歴史的な逸話を一つ。1919年、第1次世界大戦後のパリ講和会議で中国が敗戦国ドイツの山東半島の利権処理をめぐり英米仏など戦勝国の同情を求めて猛烈な反日宣伝攻勢を行った。中国代表団は米国留学で学んだ流ちょうな英語とアングロサクソン流の論理を駆使、ドイツの利権が日本に渡らないよう中国への直接返還を主張し、日本に「まことに不利な影響」を与えた。「英語力のあまりに歴然とした差異から彼らの弁舌攻撃にほとんど反駁できない日本全権団の惨めな様相」が報告された(松村正義氏、外務省調査月報2002年)。清朝滅亡から僅か7年、日本は100年前のPD戦で中国に完敗していた。東京から全権団への訓令は「あまり発言しなくていい」であり、外国の新聞記者からは「サイレント・パートナー」と揶揄(やゆ)された(細谷千博氏「日本外交の軌跡」)。一世紀経てもあまり変わらない姿ではないか?せっかく英米仏伊と並ぶ5大国の一員となりながら、死者1000万人という大戦の惨禍から戦後の平和機構(国際連盟)をどうするかという大国としての自覚もなく、責任を果たすための主張もなし得なかった日本の構想力と発信力のなさの結末であった。

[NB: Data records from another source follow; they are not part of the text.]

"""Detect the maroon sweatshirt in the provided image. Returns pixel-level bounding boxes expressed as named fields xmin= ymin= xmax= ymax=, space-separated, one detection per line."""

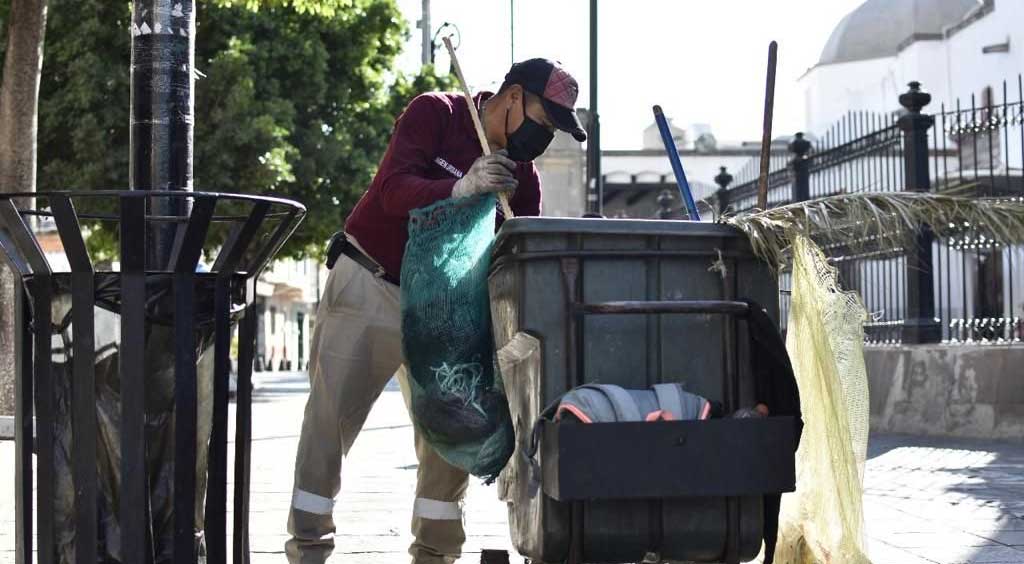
xmin=345 ymin=92 xmax=541 ymax=279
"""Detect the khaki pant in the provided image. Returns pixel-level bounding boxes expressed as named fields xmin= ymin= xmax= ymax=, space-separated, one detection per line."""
xmin=285 ymin=255 xmax=468 ymax=564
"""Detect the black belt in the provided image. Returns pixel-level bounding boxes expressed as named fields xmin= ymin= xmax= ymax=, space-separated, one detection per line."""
xmin=327 ymin=231 xmax=398 ymax=286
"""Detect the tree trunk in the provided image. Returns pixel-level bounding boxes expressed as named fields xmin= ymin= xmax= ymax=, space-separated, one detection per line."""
xmin=0 ymin=0 xmax=47 ymax=415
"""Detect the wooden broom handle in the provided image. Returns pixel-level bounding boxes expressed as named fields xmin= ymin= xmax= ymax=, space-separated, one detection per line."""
xmin=441 ymin=37 xmax=515 ymax=219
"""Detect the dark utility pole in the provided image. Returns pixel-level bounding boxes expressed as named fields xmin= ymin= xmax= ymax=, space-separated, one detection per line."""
xmin=129 ymin=0 xmax=196 ymax=269
xmin=416 ymin=0 xmax=434 ymax=67
xmin=897 ymin=82 xmax=942 ymax=344
xmin=587 ymin=0 xmax=604 ymax=213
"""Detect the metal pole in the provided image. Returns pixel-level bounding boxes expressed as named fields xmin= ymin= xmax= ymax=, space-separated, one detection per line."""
xmin=897 ymin=81 xmax=942 ymax=344
xmin=418 ymin=0 xmax=434 ymax=66
xmin=129 ymin=0 xmax=196 ymax=269
xmin=587 ymin=0 xmax=604 ymax=213
xmin=509 ymin=0 xmax=515 ymax=64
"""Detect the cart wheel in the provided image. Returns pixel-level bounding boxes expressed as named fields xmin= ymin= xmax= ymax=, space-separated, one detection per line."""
xmin=480 ymin=549 xmax=509 ymax=564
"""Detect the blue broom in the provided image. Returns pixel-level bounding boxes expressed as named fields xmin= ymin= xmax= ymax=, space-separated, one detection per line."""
xmin=654 ymin=105 xmax=700 ymax=221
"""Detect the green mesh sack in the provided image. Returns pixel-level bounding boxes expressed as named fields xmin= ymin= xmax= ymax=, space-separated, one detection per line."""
xmin=401 ymin=196 xmax=515 ymax=483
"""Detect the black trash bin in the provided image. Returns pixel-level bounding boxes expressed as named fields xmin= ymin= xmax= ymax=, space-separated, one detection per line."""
xmin=0 ymin=190 xmax=305 ymax=564
xmin=489 ymin=218 xmax=801 ymax=564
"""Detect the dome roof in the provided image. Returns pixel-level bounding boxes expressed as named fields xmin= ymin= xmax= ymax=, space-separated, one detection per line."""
xmin=818 ymin=0 xmax=980 ymax=64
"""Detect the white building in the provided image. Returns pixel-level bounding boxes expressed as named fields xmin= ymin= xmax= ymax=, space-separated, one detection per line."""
xmin=801 ymin=0 xmax=1024 ymax=136
xmin=255 ymin=259 xmax=327 ymax=371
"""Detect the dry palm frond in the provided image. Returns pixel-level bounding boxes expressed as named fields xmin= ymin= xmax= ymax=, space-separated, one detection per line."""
xmin=720 ymin=192 xmax=1024 ymax=267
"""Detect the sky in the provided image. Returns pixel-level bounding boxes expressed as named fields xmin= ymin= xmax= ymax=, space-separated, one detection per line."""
xmin=389 ymin=0 xmax=863 ymax=149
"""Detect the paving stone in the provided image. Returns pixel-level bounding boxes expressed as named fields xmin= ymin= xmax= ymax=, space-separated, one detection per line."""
xmin=6 ymin=373 xmax=1024 ymax=564
xmin=909 ymin=547 xmax=1024 ymax=564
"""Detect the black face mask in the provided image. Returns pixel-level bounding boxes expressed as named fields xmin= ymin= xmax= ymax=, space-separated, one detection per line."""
xmin=505 ymin=96 xmax=555 ymax=163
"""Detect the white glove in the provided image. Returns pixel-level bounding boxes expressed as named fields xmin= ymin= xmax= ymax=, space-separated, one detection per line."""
xmin=452 ymin=150 xmax=519 ymax=198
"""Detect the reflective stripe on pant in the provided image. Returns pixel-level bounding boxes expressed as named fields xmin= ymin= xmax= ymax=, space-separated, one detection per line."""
xmin=286 ymin=256 xmax=467 ymax=564
xmin=398 ymin=366 xmax=469 ymax=564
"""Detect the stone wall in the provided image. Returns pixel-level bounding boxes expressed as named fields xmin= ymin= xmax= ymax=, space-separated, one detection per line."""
xmin=864 ymin=345 xmax=1024 ymax=440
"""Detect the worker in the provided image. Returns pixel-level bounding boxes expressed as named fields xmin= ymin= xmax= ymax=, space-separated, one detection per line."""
xmin=286 ymin=58 xmax=587 ymax=564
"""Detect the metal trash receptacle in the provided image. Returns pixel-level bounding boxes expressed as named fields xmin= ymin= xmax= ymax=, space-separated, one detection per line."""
xmin=490 ymin=218 xmax=799 ymax=563
xmin=0 ymin=190 xmax=305 ymax=564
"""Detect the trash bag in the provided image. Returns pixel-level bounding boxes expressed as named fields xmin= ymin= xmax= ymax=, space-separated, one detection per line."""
xmin=775 ymin=236 xmax=869 ymax=564
xmin=401 ymin=196 xmax=515 ymax=483
xmin=51 ymin=276 xmax=214 ymax=564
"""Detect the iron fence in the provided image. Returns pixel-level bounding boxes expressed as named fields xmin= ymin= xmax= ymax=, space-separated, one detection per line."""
xmin=715 ymin=76 xmax=1024 ymax=344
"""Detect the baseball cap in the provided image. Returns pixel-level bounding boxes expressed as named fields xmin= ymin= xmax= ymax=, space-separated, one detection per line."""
xmin=505 ymin=58 xmax=587 ymax=142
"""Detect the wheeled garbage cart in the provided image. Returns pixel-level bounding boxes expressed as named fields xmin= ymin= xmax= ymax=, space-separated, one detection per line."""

PDの先端を行くのが米国である。G.W.ブッシュ政権でPD担当国務次官を務めたJ.グロスマン氏が議会証言(2010年)で「PDの本質は、広報(PR)ではなく、国家安全保障活動だ」と位置付けた。同氏による定義は「米国の国益を実現する目標を持って、外国民に理解を求め、関与し、情報を与え、影響を及ぼすこと」である。その意味で同氏の言うPDは極めて「戦略的」である。同氏はイスラム過激派に対する「思想の戦い」が焦点としているが、イスラム教を冒とくするような事件が頻発するようでは、米国のPDは難しい側面を否定できない。
中国は、インターネットを活用したPDを推進し、国際社会に中国の主張を認めさせ、ソーシャル・ネットワーキングにおける中国のナショナル・ブランドを確立することに「戦略的な重要性がある」と強調している(人民日報オンライン)。故錦涛国家主席が9月9日、野田佳彦首相に尖閣諸島の国有化について「不法かつ無効で、断固反対する」と異例の強硬姿勢を示した。野田首相は8月24日の記者会見で竹島、尖閣諸島、北方領土について「国の主権を守る」「わが国の正当性を対外的に発信する」と強い決意を明確に示した。歴代首相が韓中露への「外交的配慮」からはっきりものを言ってこなかった経緯からすれば、首相発言はPD推進のうえから大いに評価すべきだ。外務省の有識者懇談会が7月に広報文化外交の制度的在り方についての報告書を提出したが、政府全体としてPDの戦略的意義を十分に認識して外交政策として高い優先度をもって進めることが今後の課題である。